しかし、適度のストレスは必要です。骨や筋肉の成長に運動負荷が不可欠なように、心が成長して強くなっていくには苦しみや試練が欠かせないのです。

私の定義したストレスとは「自分のコントロールできないこと。強制されること」です。逆に、楽しみとは「自由に決められる」ことにあります。極端に言えば、たとえ遊びであっても、強制されるならストレスですし、仕事であっても自分の裁量で行えるならば喜びです。

日頃、人々はどのようなことをストレスと感じているでしょうか。NHKのストレス調査結果(男女1800人を対象、2002年)によりますと、 先の見通しが立たない(25%)、 老後の心配(24%) 、家計にゆとりなし(22%)、 年を取って衰える(21%)、仕事が忙し過ぎる(15%)等が上位に挙げられました。一言で言えば将来への不安や思い煩いが上位を占めているといえます。そもそも不安とは現実ではなく、これから先に何かとんでもない苦しみがやってくるのでないかと恐れることです。これらは自分ではコントロールできないことばかりです。「もし、お金が足りなくなったらどうしよう」「もし、がんになったらどうしよう」などと、私たちは未来に起こるかもしれないことに絶えず心が乱されています。ある人は自分がどんな死に方をするかさえもずっと心配しているのです。

このような思い煩いが心の中を占領してしまうと、笑顔が消え、家族の笑い声も聞こえなくなります。実験によれば、思い煩っていることの90%以上は、決して現実に起こりません。そして、不安や思い煩いは体力や免疫力を低下させ病気を起こしやすくします。

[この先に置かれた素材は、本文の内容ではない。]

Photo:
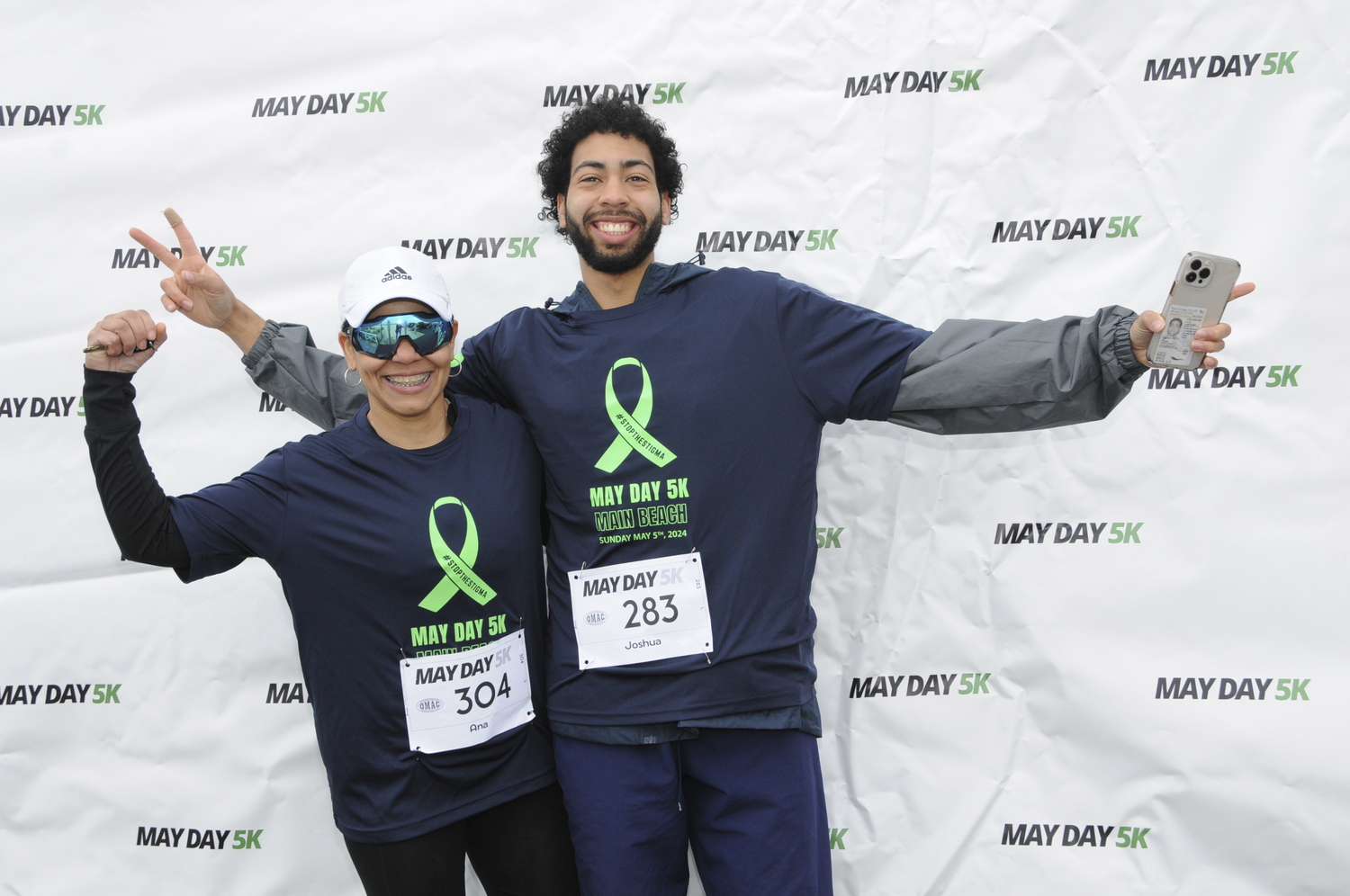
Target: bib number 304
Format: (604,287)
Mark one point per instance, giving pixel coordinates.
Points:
(639,612)
(459,699)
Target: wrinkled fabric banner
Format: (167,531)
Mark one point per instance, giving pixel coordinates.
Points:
(1099,659)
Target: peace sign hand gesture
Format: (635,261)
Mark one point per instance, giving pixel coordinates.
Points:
(194,288)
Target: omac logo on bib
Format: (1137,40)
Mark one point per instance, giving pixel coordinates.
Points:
(458,567)
(631,426)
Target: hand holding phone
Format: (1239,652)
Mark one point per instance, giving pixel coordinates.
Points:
(1198,299)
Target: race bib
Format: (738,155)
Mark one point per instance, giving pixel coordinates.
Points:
(1174,345)
(459,699)
(637,612)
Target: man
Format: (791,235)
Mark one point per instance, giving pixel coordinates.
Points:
(680,412)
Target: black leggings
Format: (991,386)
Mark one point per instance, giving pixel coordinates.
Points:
(521,847)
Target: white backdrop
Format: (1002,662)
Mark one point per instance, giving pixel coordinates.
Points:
(1230,491)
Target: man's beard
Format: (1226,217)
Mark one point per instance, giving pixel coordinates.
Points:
(612,262)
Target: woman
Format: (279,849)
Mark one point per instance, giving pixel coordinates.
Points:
(407,542)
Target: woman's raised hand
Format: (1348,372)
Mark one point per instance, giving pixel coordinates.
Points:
(126,340)
(194,289)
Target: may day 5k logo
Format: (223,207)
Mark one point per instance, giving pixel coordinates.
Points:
(458,566)
(631,426)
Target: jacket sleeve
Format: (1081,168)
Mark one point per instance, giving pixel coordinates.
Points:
(286,364)
(986,375)
(135,505)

このような不安は、ウオーキングのようなリズミカルな繰り返しの運動や夢中になれる趣味によって軽減できます。さらに、誰かに話すことはストレス解消に大変役に立ちます。

自分の意識を未来の心配に向け過ぎず、現在の、今、目の前にあるこの時を生きるようにするとき思い煩いから解放されます。

「だから、あすのための心配は無用です。あすのことはあすが心配します。労苦はその日その日に、十分あります」(マタイ6章34節)

この聖書の言葉が教えていることは、ある種の事柄は自分でコントロールできないことを認めて、それを神様に任せることです。神が与えて下さる安らぎとはストレスの無い状態ではなく、どんなにストレスがあっても揺るがない心の平安です。あなたのストレスも神様にゆだねてみてください。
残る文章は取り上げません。